4 Willson 48 | Tex. App. | 1889

Opinion by

White, P. J.

§ 29. Attorney at law; liability of for negligence; petition in suit against held sufficient. Pox sued Jones, as *49an attorney at law, to recover of him the amount due on a promissory note placed in his hands and accepted by him for collection September 15, 1886, and then lacking fifteen or sixteen days of being barred by the statute of limitations of four years. Jones failed to collect or return the note to Fox.

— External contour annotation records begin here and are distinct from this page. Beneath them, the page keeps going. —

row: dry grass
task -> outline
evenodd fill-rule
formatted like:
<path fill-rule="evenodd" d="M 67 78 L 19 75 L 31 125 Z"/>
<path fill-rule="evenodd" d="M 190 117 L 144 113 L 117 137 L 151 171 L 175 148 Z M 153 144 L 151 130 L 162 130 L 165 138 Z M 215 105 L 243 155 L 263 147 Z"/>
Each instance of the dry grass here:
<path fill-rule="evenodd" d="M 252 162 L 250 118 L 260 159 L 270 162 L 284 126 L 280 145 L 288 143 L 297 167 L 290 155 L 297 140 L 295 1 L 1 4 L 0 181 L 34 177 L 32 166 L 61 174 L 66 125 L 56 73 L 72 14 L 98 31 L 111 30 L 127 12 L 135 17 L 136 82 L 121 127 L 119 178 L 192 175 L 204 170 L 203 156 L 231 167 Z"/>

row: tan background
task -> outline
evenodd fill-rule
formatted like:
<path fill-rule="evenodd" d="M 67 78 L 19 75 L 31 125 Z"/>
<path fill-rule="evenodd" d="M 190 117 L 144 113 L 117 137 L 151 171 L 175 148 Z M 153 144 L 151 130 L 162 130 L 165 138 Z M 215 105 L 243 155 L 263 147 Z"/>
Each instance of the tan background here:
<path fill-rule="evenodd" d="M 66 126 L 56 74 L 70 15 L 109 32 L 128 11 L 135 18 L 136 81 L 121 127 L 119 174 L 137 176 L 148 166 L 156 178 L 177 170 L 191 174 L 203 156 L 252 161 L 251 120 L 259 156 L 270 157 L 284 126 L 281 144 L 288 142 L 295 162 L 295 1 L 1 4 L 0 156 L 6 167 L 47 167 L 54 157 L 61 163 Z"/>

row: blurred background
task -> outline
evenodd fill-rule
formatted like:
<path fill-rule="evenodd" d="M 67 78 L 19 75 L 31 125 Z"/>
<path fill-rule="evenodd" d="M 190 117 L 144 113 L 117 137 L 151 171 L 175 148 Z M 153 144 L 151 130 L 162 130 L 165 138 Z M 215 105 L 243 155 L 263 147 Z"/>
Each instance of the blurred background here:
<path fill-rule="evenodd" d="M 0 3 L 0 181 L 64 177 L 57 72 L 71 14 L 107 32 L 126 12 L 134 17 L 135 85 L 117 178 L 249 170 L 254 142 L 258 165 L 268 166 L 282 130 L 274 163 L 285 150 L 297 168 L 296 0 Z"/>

In substance, the cause of action, as alleged in plaintiff’s original petition filed September 29, 1888, and in his amended petition filed May 22, 1889, is that at the time the plaintiff delivered the note to Jones the note was a valid and subsisting obligation against the payors; that plaintiff instructed the defendant to bring suit upon the same forthwith; that the obligors of the note were at that time solvent; that defendant wholly failed and neglected to bring suit or to collect said note or any part thereof; that the same has long since become barred by the statute of limitations; that the payors have become insolvent, and that defendant has never returned said note to plaintiff, nor accounted to him for the same; that by the gross negligence of defendant, as aforesaid, the value of the note has been wholly lost to plaintiff, and he therefore sues for the full amount of.principal and interest due thereon, etc. General and special exceptions were sustained to both the original and arñended petitions and the suit dismissed at plaintiff’s cost. Held, that both petitions stated a good cause of action as against a general demurrer. “An attorney is responsible to his client only for want of ordinary skill, ordinary care and reasonable diligence, and the skill required has reference to the character of the business he has undertaken to do. If an attorney disobeys express lawful instructions of his client, if he negligently fails to bring suit, he will be responsible for any loss resulting therefrom. . . . The attorney is held to the exercise of reasonable care and diligence, and the want of either constitutes gross negligence and will fasten liability upon him. [1 Amer. & Eng. Enc. Law, pp. 961, 962; Oldham v. Sparks, 28 Tex. 425.]

*50November 30, 1889.

§ 30. Statute of limitations; 'when it begins to run. Defendant set up, as a special exception to plaintiff’s petitions, that they showed that the cause of action against defendant at the time the suit was*instituted was barred by the statute of limitations of two years; that the note was delivered to defendant for collection September 15, 1886, and that the original petition was not filed until more than two years thereafter, to wit, on September 29, 1888. Held, no cause of action for failure and neglect to collect inured to plaintiff against defendant until after the note became barred by limitation, which was on the 1st of October, 1886; and, this suit having been brought within two years from that date, the action was not barred. The statute begins to run from the time of the breach of professional duty. [Moore v. Juvenal, 92 Pa. St. 484; Machine Works v. Reigor, 64 Tex. 89]

Reversed and remanded.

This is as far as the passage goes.